The Leatherback Turtle is found throughout the world' s oceans and is a pelagic species. It has the widest distribution of all the turtles and often undertakes long-distance migrations between its feeding grounds in temperate waters and nesting beaches in the tropics. It has been recorded at sea to the north of Norway and as far south as New Zealand (Marine Conservation Society, UK, 2008b).

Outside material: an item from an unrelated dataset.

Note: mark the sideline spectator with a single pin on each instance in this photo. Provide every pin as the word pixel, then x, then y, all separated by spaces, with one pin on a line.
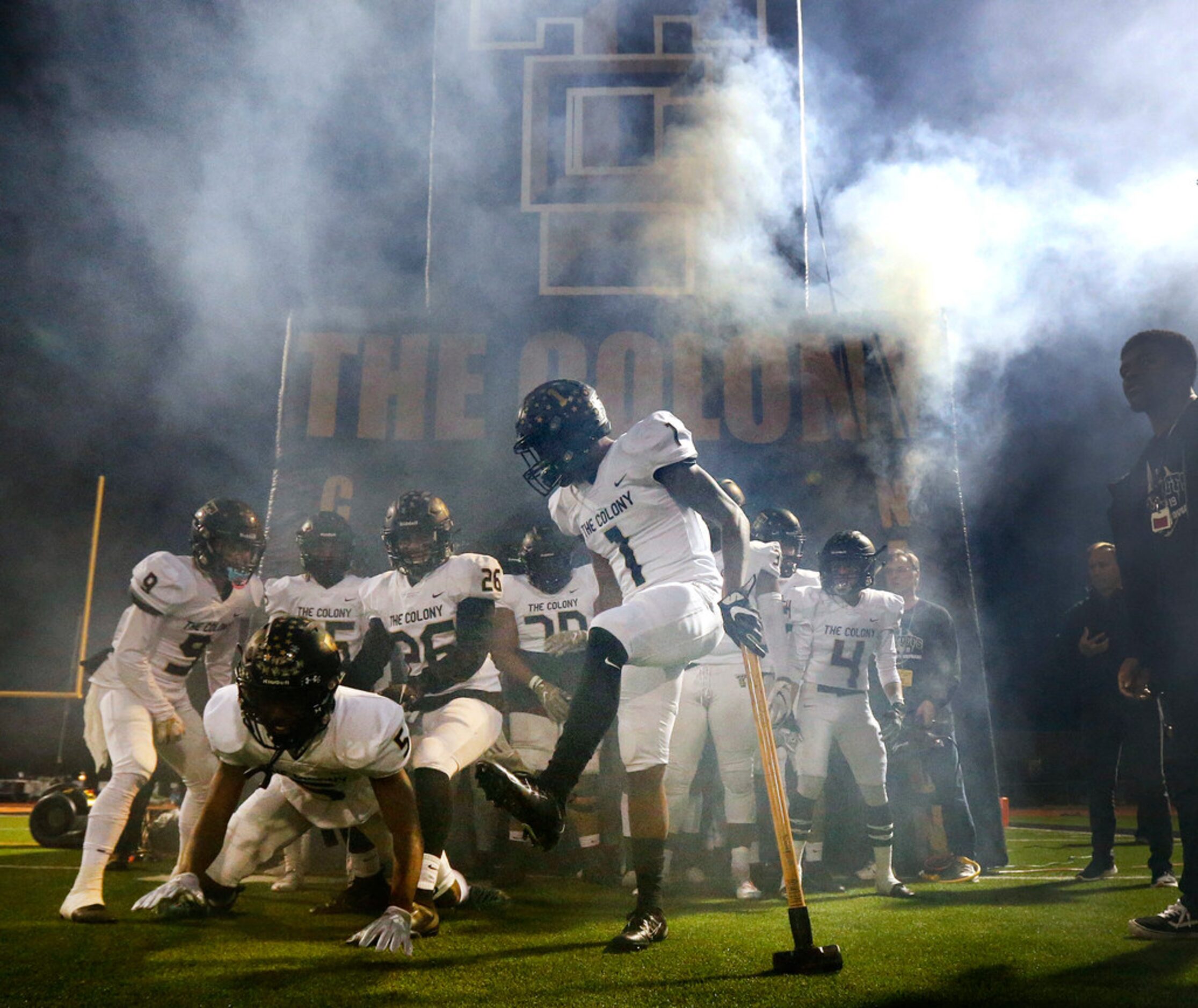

In UK waters the Leatherback is the most commonly sighted marine turtle and has a distinct, seasonal occurrence. Hence, it can be regarded as native to our waters as this undoubtedly constitutes part of the species' natural range, as it follows the Gulf Stream in pursuit of its prey of jellyfish (Herpetological Conservation Trust, 2008; UK Biodiversity Group, 1999). Its main threats come from mistaking fishing floats for prey, consequently drowning after becoming entangled by the attachment ropes. These turtles also swallow plastic bags and other plastic debris which may lead to mortality.

Strandings & Sightings

Since the first record of two specimens in 1756 there have been 148 records between 1835 and 2007. The following numbers include strandings as well as actively swimming animals: 1952 (2), 1983 (2), 1986 (2), 1989 (2) 1992 (2), 1967 (3), 1976 (3), 1980 (3), 1985 (3), 1991 (3), 1995 (3), 1996 (2), 1997 (1), 1988 (17), 1990 (17), 1998 (3), 1999 (15), 2000 (12), 2001 (5), 2002 (22), 2004 (2), 2005 (16), 2006 (7), 2007 (1).

Conservation

Listed as Critically Endangered. (Sarti Martinez, A.L. 2000. Dermochelys coriacea . In: IUCN 2007. 2007 IUCN Red List of Threatened Species. www.iucnredlist.org. Downloaded on 04 March 2008.) This is also an OSPAR priority species (OSPAR, 2004).